İDDİALARI REDDERTTİLER

Gelen bir ihbar üzerine 11 Temmuz 2012’de Mersin’in Akdeniz ilçesindeki Tırmıl Sanayi Sitesi’ne giden polis ekipleri, üstü açık bir kamyonette benzin dolu 4 şişe, 16 havai fişek, 16 molotof kokteyli ve başkaca malzemelerin olduğu iki naylon poşet buldu. İhbarda; Mihdi ve İsrafil Araz ile Mustafa Haluk Işık’ın kamyonetin yanında görüldükleri belirtildiği için bu üç kişi de gözaltına alındı.

Adana 10. Ağır Ceza Mahkemesi’nde açılan dava sonunda Mihdi Araz beraat ederken; İsrafil Araz ve Mustafa Haluk Işık, Türk Ceza Kanunu’nun 315. maddesinde düzenlenen “terör örgütüne silah temin etmek” suçundan mahkûm edildi. Bu arada, yapılan incelemede; bir poşetin üzerinde Ömer Tunçer’in sol el baş parmak izi, diğerinde de Mücahit Kendal Araz’ın sol el orta parmak izi saptandı. Haklarında TCK 315’ten Mersin 2. Ağır Ceza Mahkemesi’nde dava açılan iki kişi, iddiaları reddetti.

'TESADÜFLE İZHI MÜMKÜN DEĞİL'


Davayı 19 Mart 2015’te karara bağlayan mahkeme heyeti; bir önceki davada ceza alan İsrafil Araz ile bu davadaki Mücahit Kendal Işık’ın akraba oluşlarını fakat aynı ikamette oturmuyor olmalarını delil sayarak, “Bu nedenle patlayıcı maddelerin ve diğer malzemelerin hazırlanmasına birlikte katıldıkları değerlendirilmiştir. Sanık Ömer Tunçer’in ise diğer sanıklarla akrabalığı yoktur. Ancak aynı yerde bulunan poşetler üzerinde parmak izleri tespit edilmiştir. Bunun tesadüfle izahı mümkün değildir” dedi.

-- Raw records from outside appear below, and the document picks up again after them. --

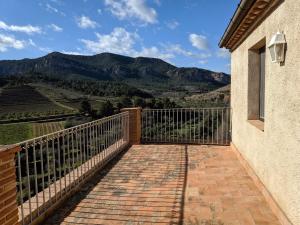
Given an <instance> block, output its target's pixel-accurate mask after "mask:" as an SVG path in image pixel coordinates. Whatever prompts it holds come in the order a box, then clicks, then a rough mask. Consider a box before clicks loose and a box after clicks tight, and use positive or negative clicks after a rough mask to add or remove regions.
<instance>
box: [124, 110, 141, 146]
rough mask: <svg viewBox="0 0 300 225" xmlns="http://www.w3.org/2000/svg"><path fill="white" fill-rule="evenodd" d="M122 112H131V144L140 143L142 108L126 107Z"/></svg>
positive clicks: (137, 144)
mask: <svg viewBox="0 0 300 225" xmlns="http://www.w3.org/2000/svg"><path fill="white" fill-rule="evenodd" d="M121 112H129V144H131V145H139V144H140V143H141V132H142V125H141V113H142V108H140V107H136V108H124V109H121Z"/></svg>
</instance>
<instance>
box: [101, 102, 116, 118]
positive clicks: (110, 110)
mask: <svg viewBox="0 0 300 225" xmlns="http://www.w3.org/2000/svg"><path fill="white" fill-rule="evenodd" d="M112 114H114V106H113V104H112V103H111V102H110V101H105V102H102V104H101V105H100V107H99V110H98V117H100V118H102V117H105V116H110V115H112Z"/></svg>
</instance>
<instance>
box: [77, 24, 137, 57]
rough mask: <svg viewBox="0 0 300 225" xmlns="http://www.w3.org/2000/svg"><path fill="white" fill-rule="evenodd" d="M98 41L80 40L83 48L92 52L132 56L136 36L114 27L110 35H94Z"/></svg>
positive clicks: (83, 39) (93, 52) (118, 27)
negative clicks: (120, 54)
mask: <svg viewBox="0 0 300 225" xmlns="http://www.w3.org/2000/svg"><path fill="white" fill-rule="evenodd" d="M96 36H97V38H98V40H96V41H91V40H85V39H82V40H81V41H82V42H83V43H84V44H85V47H86V48H87V49H88V50H89V51H91V52H93V53H100V52H112V53H116V54H126V55H132V53H133V46H134V44H135V41H136V39H137V38H138V35H137V34H135V33H131V32H128V31H126V30H125V29H124V28H122V27H116V28H114V30H113V31H112V32H111V33H110V34H99V33H96Z"/></svg>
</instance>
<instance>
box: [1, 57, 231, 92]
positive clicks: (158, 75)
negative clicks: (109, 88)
mask: <svg viewBox="0 0 300 225" xmlns="http://www.w3.org/2000/svg"><path fill="white" fill-rule="evenodd" d="M26 74H39V75H47V76H52V75H53V76H58V77H61V78H64V79H65V78H70V79H74V78H81V79H97V80H108V81H109V80H113V81H123V82H126V83H130V82H133V83H134V84H137V86H139V87H140V86H143V85H142V84H143V83H145V82H150V83H153V82H154V83H160V84H162V83H168V84H173V85H174V84H175V85H181V84H191V85H193V84H198V83H209V84H212V85H214V86H217V87H221V86H224V85H227V84H229V83H230V76H229V75H228V74H226V73H222V72H213V71H209V70H205V69H200V68H184V67H182V68H179V67H176V66H174V65H171V64H170V63H167V62H165V61H163V60H161V59H157V58H147V57H137V58H132V57H128V56H122V55H117V54H112V53H101V54H97V55H93V56H83V55H68V54H63V53H59V52H53V53H50V54H48V55H45V56H43V57H40V58H36V59H22V60H1V61H0V76H12V75H14V76H20V75H26Z"/></svg>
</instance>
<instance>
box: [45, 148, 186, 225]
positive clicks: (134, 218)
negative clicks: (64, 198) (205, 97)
mask: <svg viewBox="0 0 300 225" xmlns="http://www.w3.org/2000/svg"><path fill="white" fill-rule="evenodd" d="M187 173H188V146H187V145H185V146H184V145H182V146H169V147H166V146H162V147H161V146H155V145H153V146H151V147H150V148H149V147H148V148H143V147H142V146H134V147H132V148H130V149H129V150H127V151H124V152H122V153H121V154H119V155H118V156H117V157H116V158H115V159H114V160H112V161H111V162H110V163H109V164H108V165H107V166H106V167H105V168H103V169H102V170H101V171H100V172H99V173H98V174H96V175H95V176H94V177H93V178H92V179H90V180H89V181H88V182H87V183H86V184H85V185H84V188H82V189H81V190H80V191H79V192H78V193H76V194H75V195H74V196H73V197H71V198H70V199H69V200H68V201H67V202H66V203H65V204H64V205H63V206H62V207H61V208H60V209H59V210H57V211H56V212H55V213H54V215H53V216H52V217H50V218H49V219H48V220H47V221H46V222H45V223H44V224H47V225H49V224H108V225H112V224H126V225H133V224H180V225H181V224H183V221H184V214H183V210H184V200H185V199H184V198H185V189H186V183H187Z"/></svg>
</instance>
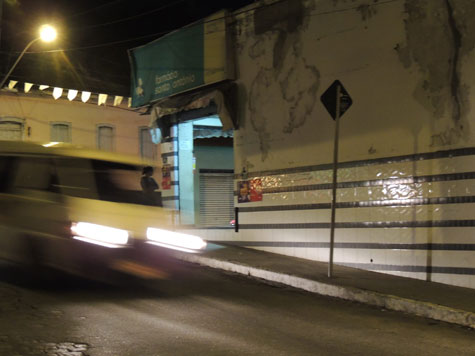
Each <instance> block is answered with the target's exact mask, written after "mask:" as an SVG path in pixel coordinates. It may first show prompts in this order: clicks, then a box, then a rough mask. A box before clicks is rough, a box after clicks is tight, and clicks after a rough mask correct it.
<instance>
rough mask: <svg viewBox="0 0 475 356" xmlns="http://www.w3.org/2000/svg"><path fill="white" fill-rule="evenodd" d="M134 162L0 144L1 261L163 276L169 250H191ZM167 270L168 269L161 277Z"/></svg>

Tunçer’in “O gün Adana’da çalışıyordum” şeklindeki savunmasını reddeden heyet, “Patlayıcıların yakalandığı yere ne zaman konduğu belli değildir. Önceden oraya saklanması mümkündür. Kaldı ki Adana-Mersin arası mesafe dikkate alındığında günübirlik gelip gidilmesi kolay bir mesafedir. Bu yakınlıktan dolayı Mersin’de oturup Adana’da çalışan ve günübirlik gidip gelen pek çok insan vardır” dedi. Yargılama sonunda her iki sanık da TCK 315. Maddesi kapsamında 12’şer yıl 6’şar ay hapis cezasına çarptırıldı.